Thursday, September 1, 2011

Chapter 19

Michel returned as Sarah finished the last page. “Where do you want me to put these?” Michel asked, holding up the bags.

“Put the milk in the ‘fridge. Put the rest on the cupboard, and I’ll put it up.”

Michel complied, and asked as he returned, “You finish it?”

“Yeah. It’s pretty good. Good exposition. I learned a lot in this chapter. What are you going to do with the next chapter?”

“I think it’ll be the first chapter of his book.”

“Are you going to just have parts of his novel, or are you planning to have a novel within a novel?”

“I was thinking novel within novel. I think it would be cruel to tease people with only excerpts.”

“I could see that. But wouldn’t putting excerpts of his novel in your novel break up the action?”

“Sure. I think it will create dramatic tension -- you have to read this chapter from his novel to understand what is going on in his head, but reading it causes you to have to wait for the next series of actions from the “real” characters.”

“Won’t that draw attention to the fact that they aren’t real people?”

“I don’t know. Probably. What’s wrong with that? They’re not real people.”

But people like to think of the characters as real.”

“Maybe, but they’re not going to get it from my novel.”

“You may not have too many people reading it.”

“Maybe. Or maybe I’ll create my own audience. Why would people want to read the same expected things every time? This will be unexpected, fresh and new. Why wouldn’t people want to read something like that?”

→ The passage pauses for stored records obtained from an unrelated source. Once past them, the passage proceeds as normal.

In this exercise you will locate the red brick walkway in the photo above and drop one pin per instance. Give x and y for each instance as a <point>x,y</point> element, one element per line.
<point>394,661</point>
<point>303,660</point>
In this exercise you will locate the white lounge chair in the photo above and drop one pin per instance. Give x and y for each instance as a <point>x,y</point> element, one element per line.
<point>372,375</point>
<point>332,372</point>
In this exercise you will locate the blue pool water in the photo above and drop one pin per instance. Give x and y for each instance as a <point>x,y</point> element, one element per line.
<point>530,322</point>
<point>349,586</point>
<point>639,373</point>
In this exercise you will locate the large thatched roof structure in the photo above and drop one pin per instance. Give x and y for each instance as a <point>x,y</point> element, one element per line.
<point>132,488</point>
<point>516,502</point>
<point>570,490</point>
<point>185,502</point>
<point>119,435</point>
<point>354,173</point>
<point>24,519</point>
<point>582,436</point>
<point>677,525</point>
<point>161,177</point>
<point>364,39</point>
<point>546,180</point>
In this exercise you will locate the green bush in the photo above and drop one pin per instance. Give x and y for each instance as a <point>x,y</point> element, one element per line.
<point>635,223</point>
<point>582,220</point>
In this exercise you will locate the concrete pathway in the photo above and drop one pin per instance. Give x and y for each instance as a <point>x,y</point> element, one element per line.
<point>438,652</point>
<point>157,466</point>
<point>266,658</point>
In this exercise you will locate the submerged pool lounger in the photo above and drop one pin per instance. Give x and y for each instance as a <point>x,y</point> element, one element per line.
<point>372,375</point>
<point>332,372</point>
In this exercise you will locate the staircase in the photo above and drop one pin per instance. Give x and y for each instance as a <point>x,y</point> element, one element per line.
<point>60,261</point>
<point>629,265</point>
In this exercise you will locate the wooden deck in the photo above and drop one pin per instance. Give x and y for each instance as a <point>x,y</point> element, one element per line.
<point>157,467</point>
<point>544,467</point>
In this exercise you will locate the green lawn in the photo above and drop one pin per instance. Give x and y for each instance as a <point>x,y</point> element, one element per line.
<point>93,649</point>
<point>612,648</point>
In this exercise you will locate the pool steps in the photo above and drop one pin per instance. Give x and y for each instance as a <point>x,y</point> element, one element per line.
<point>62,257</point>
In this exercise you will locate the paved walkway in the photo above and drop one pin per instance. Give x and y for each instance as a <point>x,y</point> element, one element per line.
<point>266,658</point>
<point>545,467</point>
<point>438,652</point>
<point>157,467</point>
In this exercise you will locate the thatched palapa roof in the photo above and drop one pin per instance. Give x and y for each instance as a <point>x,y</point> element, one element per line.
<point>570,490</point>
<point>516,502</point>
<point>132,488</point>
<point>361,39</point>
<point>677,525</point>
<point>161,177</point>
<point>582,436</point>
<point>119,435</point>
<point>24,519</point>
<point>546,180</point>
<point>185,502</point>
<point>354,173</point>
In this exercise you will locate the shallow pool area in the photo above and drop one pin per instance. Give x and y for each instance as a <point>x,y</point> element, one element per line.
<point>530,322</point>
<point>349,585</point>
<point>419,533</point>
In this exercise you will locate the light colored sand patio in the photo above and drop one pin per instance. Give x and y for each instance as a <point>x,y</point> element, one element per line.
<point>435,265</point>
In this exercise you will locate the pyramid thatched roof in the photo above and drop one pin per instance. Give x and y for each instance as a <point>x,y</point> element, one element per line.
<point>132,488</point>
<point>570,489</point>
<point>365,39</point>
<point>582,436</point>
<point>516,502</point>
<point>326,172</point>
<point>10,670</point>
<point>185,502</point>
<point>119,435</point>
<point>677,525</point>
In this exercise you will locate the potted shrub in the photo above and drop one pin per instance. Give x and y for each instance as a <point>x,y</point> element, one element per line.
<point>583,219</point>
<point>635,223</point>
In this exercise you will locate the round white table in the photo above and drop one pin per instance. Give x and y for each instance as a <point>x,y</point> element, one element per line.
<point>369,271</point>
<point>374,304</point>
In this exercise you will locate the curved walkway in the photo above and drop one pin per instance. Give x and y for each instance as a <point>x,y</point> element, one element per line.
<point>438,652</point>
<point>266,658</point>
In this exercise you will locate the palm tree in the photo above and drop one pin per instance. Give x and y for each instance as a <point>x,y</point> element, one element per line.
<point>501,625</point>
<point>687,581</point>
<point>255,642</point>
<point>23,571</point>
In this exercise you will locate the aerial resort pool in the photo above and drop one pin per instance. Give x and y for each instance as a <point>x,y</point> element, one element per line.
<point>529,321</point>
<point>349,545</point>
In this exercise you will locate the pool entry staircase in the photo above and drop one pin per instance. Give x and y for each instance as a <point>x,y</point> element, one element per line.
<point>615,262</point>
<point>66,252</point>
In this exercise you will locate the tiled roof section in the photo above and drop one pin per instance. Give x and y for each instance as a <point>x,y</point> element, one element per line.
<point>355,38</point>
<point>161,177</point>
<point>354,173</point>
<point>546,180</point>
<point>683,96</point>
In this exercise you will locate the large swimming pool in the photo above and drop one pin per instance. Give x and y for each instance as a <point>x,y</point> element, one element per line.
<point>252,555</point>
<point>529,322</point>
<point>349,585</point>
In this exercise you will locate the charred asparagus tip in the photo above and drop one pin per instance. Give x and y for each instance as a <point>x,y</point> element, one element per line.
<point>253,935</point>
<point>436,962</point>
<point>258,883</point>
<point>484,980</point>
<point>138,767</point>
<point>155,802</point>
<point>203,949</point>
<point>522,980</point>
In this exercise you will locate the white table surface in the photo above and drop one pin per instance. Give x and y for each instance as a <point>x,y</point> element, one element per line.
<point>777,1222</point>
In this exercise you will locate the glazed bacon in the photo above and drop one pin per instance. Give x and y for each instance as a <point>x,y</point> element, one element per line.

“We think a lot of ourselves don’t we?” Sarah said.

“I’m not saying I’ll be able to pull it off like I imagine it. But I think the idea is a good one.”

“I can’t argue with that. But you’re already marginalizing your audience with the gay main characters... why would you want to do it even more with this structure?”

“It’s an experimental structure. What’s wrong with that?”

“Nothing...”

“Look, if you don’t like it, say so...”

“I didn’t say I didn’t like it. I was thinking of marketability...”

“I’m not worried about marketability. You’re thinking of vertical sales, where the book makes a ton of money right away, but then peters off into oblivion. I’m thinking of horizontal sales, where I sell a few thousand this year, then a few thousand the next year, and I sell a steady number of books for decades - or even have the sale of my book go up over the years...”

“Great literature does that. Hemingway and Faulkner do that. Do you really think this novel is that caliber of a story?”

“That’s the plan.”

“You’re delirious.”

“No, I’m dreaming big. There’s a difference.”